Unfortunately, the workplace does come with a lot of pressure and anxiety from time to time. It’s never pleasant, but recruiters do need to know that they’re hiring people who can deal with a little stress – not that interviews aren’t stressful enough.
A solid answer shows the ability to deal well with uncomfortable, burdensome questions. This might be useful when dealing with difficult clients in the future.
This is also a good question to see how enthusiastic the candidate is about the job. A good response shows they’ve done their homework, they think their unique abilities make them right for the role, and they’re sure of this!
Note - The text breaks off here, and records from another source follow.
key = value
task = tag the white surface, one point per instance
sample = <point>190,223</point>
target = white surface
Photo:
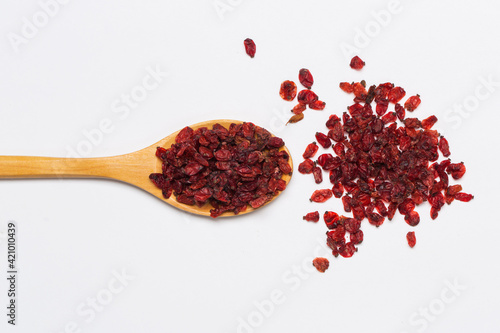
<point>194,274</point>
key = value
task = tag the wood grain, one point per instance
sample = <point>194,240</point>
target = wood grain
<point>133,168</point>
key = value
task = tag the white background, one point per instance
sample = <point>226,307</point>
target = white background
<point>194,274</point>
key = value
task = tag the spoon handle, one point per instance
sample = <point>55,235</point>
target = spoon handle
<point>53,167</point>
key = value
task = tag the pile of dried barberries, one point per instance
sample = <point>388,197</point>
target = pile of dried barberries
<point>380,167</point>
<point>227,168</point>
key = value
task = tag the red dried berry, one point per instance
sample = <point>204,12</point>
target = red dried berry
<point>357,63</point>
<point>412,103</point>
<point>357,237</point>
<point>400,111</point>
<point>311,150</point>
<point>428,122</point>
<point>444,147</point>
<point>389,117</point>
<point>225,168</point>
<point>331,219</point>
<point>410,237</point>
<point>456,170</point>
<point>321,264</point>
<point>382,106</point>
<point>338,189</point>
<point>348,250</point>
<point>312,217</point>
<point>250,47</point>
<point>396,94</point>
<point>359,90</point>
<point>378,162</point>
<point>288,90</point>
<point>305,78</point>
<point>307,97</point>
<point>306,167</point>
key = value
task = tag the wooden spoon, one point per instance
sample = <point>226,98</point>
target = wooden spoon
<point>133,168</point>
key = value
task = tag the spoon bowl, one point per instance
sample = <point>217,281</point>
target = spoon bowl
<point>133,168</point>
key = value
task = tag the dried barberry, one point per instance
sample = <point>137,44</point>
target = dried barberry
<point>396,94</point>
<point>288,90</point>
<point>305,78</point>
<point>321,264</point>
<point>310,151</point>
<point>228,169</point>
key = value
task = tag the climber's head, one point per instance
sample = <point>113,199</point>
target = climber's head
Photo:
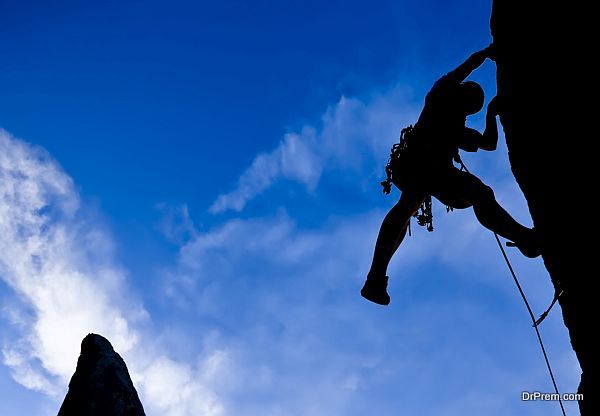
<point>471,97</point>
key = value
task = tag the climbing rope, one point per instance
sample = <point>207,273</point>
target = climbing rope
<point>425,218</point>
<point>537,322</point>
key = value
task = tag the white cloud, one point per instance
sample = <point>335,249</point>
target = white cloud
<point>60,266</point>
<point>353,134</point>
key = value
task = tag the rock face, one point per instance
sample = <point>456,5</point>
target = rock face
<point>542,77</point>
<point>101,385</point>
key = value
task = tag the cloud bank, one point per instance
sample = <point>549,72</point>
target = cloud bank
<point>59,264</point>
<point>352,135</point>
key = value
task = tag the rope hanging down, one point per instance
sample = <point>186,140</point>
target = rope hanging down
<point>537,322</point>
<point>425,218</point>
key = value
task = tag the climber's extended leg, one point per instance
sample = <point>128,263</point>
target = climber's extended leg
<point>391,234</point>
<point>461,189</point>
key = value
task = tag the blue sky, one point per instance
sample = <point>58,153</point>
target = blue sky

Q is for quality of response. Just like the latter point states, this is a great question to pull out because it shows how prepared the candidate is for the interview. Quality over quantity – you, being the employer, don’t want an essay, you want a ‘BAM’ response that’ll leave you thinking ‘this kid knows his stuff.’
Employers don’t want to play guessing games. In an interview, the candidate should lay themselves bare. What makes you worth the risk? Why should you be hired? Because you’re unique for this, this and this reason. Bish, bash, bosh.
While, as an employer, you want to look for someone who will integrate well and conform to the company standards, you also don’t want to hire someone who is a bit of a sheep, only follows the herd, and doesn’t really have anything to see for themselves.
Don’t think that this is a repeat of I. Discussing uniqueness in an interview is a conduit to revealing how enthusiastic the employee will be in the future if they join the company. A good energetic response, shown through their interest and confidence, is a reassuring and welcomed sign for employers.
Likewise, positive energy shows that the candidate is grateful for being invited to the interview in the first place and highlights how they potentially feel about themselves.
What’s more, employers should look out for whether the employee talks enthusiastically about themselves.
It’s an honest remark that most people don’t particularly enjoy talking about themselves, but employers need to trust that the candidate has enough self-confidence to sell themselves before they can trust they’ll be able to sell the company’s image.
If your candidate is ticking all the above boxes, you may just have found your next hire.
While this article probably isn’t going to make candidates like you anymore, hopefully we’ve been able to show you why it’s important to bring up the 'U' word – even if it does make your interviewee squirm. Gulp.
As a final note to employers though, make sure you know what makes your company unique too! The ball is not always in your court – employers should be just as prepared for queries in interviews as the candidates.